それでも花は咲いていく
監督:前田健
出演:仁科貴 滝藤賢一 平山浩行 ほか
2011年5月7日(土)よりテアトル新宿、キネカ大森にてロードショー
2011年/カラー/ビスタサイズ/DTSステレオ/117分
ものまねタレントとして人気を博し、俳優・振付師としても活躍する前田健が、自身の小説を映画化した『それでも花は咲いていく』で映画監督デビューを果たす。
2009年に刊行された原作「それでも花は咲いていく」は、セクシャル・マイノリティという題材に正面から取り組んだ作品として話題を呼んだ。映画版は、9編の短編で構成された原作から3編を選び、オムニバス形式で描いている。「エーデルワイス」「ヒヤシンス」「パンジー」と花の名前を冠された3編のエピソードは、小学生に恋愛感情を抱いてしまう中年男性、他人の家に忍び込むのを趣味としている男、突然亡くなった母の記憶をとどめようとする青年、それぞれの物語を綴っていく。
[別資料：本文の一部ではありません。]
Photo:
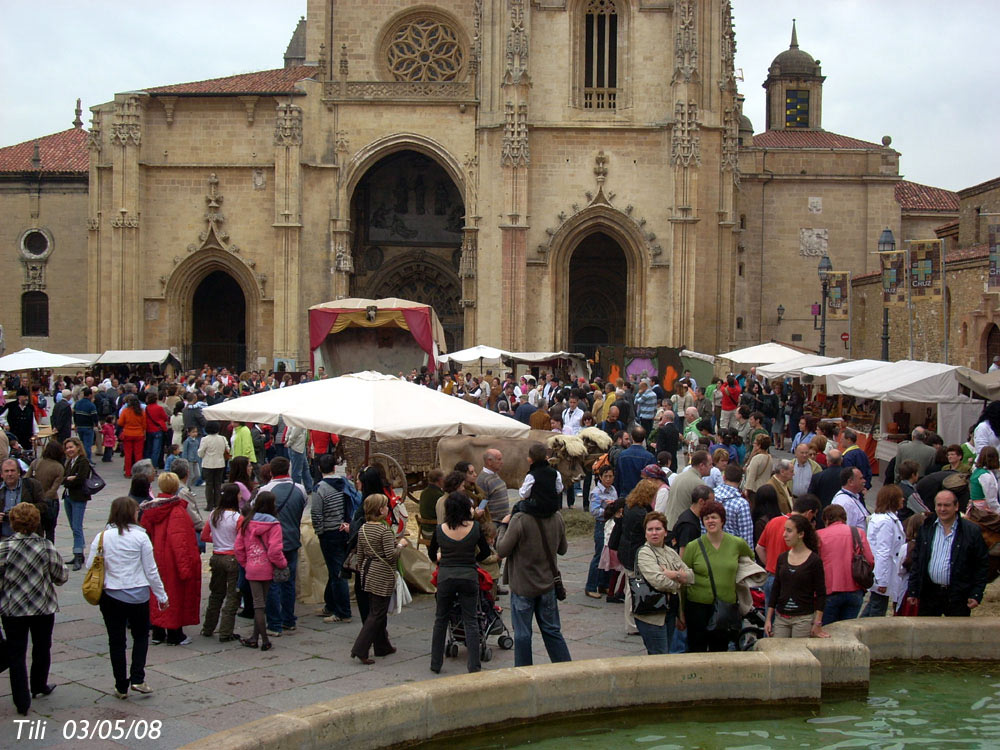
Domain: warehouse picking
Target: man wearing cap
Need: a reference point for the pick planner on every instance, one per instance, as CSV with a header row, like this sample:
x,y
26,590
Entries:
x,y
524,410
631,462
21,418
62,417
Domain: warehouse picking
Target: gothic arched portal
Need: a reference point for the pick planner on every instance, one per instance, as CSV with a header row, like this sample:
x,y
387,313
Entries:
x,y
597,294
218,323
408,215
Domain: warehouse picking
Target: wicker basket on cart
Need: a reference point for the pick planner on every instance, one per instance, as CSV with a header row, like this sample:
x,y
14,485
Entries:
x,y
406,462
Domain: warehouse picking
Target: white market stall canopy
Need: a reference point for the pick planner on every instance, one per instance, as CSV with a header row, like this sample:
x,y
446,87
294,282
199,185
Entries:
x,y
136,357
794,367
369,406
484,355
920,382
837,373
762,354
906,380
33,359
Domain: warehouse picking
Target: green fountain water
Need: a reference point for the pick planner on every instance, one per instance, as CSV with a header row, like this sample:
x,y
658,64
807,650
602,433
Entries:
x,y
908,705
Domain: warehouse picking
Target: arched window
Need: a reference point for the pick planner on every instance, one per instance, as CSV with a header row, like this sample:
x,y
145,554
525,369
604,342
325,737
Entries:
x,y
600,55
34,314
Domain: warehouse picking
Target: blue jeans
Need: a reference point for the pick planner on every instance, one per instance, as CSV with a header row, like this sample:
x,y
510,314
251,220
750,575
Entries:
x,y
843,605
877,605
86,435
545,610
300,469
280,609
337,596
74,512
597,578
154,448
656,637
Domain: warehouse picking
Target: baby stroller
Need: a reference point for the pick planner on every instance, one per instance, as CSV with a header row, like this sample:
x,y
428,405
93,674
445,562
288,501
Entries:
x,y
752,626
489,621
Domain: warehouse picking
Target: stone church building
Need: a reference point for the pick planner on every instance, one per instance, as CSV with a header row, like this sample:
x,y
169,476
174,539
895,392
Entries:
x,y
549,174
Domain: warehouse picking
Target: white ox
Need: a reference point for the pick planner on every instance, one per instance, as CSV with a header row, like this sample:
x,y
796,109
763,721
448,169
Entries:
x,y
568,453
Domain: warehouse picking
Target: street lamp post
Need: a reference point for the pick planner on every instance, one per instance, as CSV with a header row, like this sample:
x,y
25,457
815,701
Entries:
x,y
825,266
886,244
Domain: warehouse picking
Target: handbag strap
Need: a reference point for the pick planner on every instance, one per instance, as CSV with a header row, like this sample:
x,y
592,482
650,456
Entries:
x,y
373,549
546,547
857,541
711,578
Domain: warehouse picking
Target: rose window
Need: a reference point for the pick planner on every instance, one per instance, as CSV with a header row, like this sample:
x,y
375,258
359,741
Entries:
x,y
425,49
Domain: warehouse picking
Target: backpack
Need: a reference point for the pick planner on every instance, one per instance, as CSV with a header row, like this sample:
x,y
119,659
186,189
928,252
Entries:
x,y
600,462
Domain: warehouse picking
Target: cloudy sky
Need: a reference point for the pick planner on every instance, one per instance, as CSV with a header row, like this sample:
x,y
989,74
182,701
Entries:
x,y
921,71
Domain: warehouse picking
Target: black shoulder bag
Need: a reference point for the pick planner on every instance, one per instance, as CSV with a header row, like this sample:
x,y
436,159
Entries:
x,y
725,616
556,575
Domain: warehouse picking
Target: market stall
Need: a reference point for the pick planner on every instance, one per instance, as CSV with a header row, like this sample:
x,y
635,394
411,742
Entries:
x,y
387,335
913,393
762,354
793,368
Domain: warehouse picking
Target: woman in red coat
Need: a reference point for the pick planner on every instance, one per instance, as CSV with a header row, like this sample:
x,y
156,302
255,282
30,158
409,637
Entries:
x,y
175,551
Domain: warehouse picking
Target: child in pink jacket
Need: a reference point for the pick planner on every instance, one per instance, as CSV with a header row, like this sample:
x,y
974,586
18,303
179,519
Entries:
x,y
258,549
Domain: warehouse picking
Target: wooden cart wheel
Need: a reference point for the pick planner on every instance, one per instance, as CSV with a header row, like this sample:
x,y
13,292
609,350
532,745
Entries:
x,y
394,473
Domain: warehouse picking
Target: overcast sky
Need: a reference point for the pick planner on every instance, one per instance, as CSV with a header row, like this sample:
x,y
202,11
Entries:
x,y
921,71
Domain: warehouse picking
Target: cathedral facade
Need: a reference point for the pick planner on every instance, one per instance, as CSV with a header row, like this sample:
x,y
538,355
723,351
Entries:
x,y
548,174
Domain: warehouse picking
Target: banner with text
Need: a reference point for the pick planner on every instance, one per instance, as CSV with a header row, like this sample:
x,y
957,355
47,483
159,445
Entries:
x,y
894,277
925,271
994,239
837,301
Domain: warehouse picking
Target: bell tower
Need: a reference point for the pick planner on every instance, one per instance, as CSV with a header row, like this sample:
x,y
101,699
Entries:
x,y
794,90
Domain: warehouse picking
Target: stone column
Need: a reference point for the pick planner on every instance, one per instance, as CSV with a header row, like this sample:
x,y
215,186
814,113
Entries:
x,y
126,269
288,231
515,156
343,262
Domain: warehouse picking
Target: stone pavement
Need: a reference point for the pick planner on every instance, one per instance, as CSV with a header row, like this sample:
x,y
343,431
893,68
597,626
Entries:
x,y
207,686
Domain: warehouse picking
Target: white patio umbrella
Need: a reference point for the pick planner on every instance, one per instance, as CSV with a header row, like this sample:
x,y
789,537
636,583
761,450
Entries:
x,y
33,359
482,355
369,406
762,354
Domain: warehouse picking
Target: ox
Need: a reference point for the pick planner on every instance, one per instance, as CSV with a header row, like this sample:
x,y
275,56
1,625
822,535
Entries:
x,y
568,454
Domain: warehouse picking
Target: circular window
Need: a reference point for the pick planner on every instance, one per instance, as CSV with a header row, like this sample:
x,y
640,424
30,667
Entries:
x,y
36,243
424,47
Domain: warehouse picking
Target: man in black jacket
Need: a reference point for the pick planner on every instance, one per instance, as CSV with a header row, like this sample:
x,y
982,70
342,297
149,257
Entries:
x,y
826,483
950,562
62,417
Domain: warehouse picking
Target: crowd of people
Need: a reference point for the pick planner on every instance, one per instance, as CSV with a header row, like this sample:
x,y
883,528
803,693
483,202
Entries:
x,y
693,513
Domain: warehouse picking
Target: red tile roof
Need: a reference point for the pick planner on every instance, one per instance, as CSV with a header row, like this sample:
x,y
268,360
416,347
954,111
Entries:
x,y
59,152
278,81
966,253
810,139
912,196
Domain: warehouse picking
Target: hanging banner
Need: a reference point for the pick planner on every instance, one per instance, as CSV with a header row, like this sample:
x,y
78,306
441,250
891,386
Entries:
x,y
994,239
837,301
893,277
925,271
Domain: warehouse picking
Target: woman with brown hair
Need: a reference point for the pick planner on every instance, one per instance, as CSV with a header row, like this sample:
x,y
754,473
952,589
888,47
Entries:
x,y
133,423
30,568
378,552
887,538
49,471
130,573
760,465
75,497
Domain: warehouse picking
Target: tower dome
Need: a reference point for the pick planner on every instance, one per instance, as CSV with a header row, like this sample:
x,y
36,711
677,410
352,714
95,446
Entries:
x,y
794,61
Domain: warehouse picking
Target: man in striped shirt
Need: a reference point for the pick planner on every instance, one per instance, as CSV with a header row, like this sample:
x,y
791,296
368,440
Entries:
x,y
950,562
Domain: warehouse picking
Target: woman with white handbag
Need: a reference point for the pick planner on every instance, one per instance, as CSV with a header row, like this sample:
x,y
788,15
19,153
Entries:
x,y
377,553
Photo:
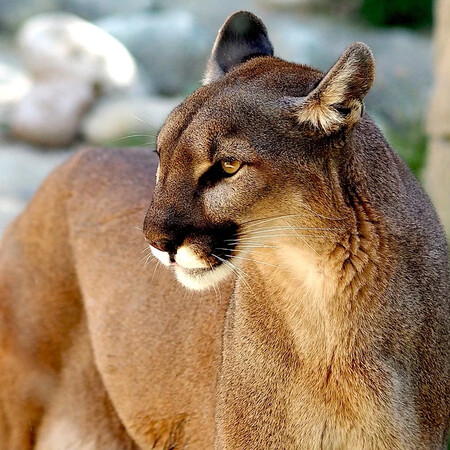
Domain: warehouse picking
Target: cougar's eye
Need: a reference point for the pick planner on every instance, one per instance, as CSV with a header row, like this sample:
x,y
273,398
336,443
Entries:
x,y
230,167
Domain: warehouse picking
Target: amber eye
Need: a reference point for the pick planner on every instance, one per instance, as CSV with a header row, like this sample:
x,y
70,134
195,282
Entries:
x,y
230,167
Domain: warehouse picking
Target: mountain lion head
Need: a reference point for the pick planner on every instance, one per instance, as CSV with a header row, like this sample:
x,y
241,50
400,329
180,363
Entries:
x,y
254,162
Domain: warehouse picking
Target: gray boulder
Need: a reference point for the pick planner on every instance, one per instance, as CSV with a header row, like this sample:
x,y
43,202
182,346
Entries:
x,y
95,9
121,120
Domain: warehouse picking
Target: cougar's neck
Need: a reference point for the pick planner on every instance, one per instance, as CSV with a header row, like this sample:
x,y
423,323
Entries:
x,y
301,334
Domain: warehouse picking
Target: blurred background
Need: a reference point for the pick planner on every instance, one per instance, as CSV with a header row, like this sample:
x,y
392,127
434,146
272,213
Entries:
x,y
108,72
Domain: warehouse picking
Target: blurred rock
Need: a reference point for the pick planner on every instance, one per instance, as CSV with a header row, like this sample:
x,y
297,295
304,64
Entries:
x,y
14,12
50,114
114,119
94,9
14,84
22,169
171,46
64,45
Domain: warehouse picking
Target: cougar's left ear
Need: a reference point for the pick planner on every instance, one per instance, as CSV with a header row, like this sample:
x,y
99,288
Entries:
x,y
338,99
242,37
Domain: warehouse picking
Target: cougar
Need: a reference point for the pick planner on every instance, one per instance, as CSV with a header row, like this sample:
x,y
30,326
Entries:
x,y
311,309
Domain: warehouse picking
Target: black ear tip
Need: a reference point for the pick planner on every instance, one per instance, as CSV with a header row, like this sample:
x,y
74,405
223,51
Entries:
x,y
242,23
361,52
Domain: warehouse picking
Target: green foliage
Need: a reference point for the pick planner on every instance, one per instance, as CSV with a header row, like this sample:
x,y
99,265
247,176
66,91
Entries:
x,y
407,13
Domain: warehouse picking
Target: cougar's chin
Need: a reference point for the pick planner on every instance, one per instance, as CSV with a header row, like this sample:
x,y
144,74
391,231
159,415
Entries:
x,y
200,279
192,271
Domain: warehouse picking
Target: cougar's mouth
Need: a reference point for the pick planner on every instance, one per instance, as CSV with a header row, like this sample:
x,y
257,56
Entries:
x,y
195,272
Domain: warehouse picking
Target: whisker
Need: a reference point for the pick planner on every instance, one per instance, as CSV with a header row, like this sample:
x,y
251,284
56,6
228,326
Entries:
x,y
255,260
265,229
268,219
240,274
154,271
251,239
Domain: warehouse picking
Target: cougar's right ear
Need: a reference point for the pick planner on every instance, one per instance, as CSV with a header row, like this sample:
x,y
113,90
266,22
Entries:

3人の主人公を演じるのは、『アキレスと亀』などで個性を発揮する仁科貴、『クライマーズ・ハイ』で注目を集めた滝藤賢一、ドラマ・映画「ROOKIES」の平山浩行という男優たち。三者三様の苦悩や葛藤を真摯な演技で表現している。
共演には、南野陽子、カンニング竹山、佐藤二朗、ダンカン、小木茂光、酒井敏也、麻生祐未と、バラエティに富んだ豪華キャストが揃った。藤本七海、大出菜々子、吉岡茉祐という10代の女優陣の巧みな演技にも注目だ。
そして、人気シンガー・一青窈の「うんと幸せ」がエンディング曲として使われ、映画をやさしく締めくくる。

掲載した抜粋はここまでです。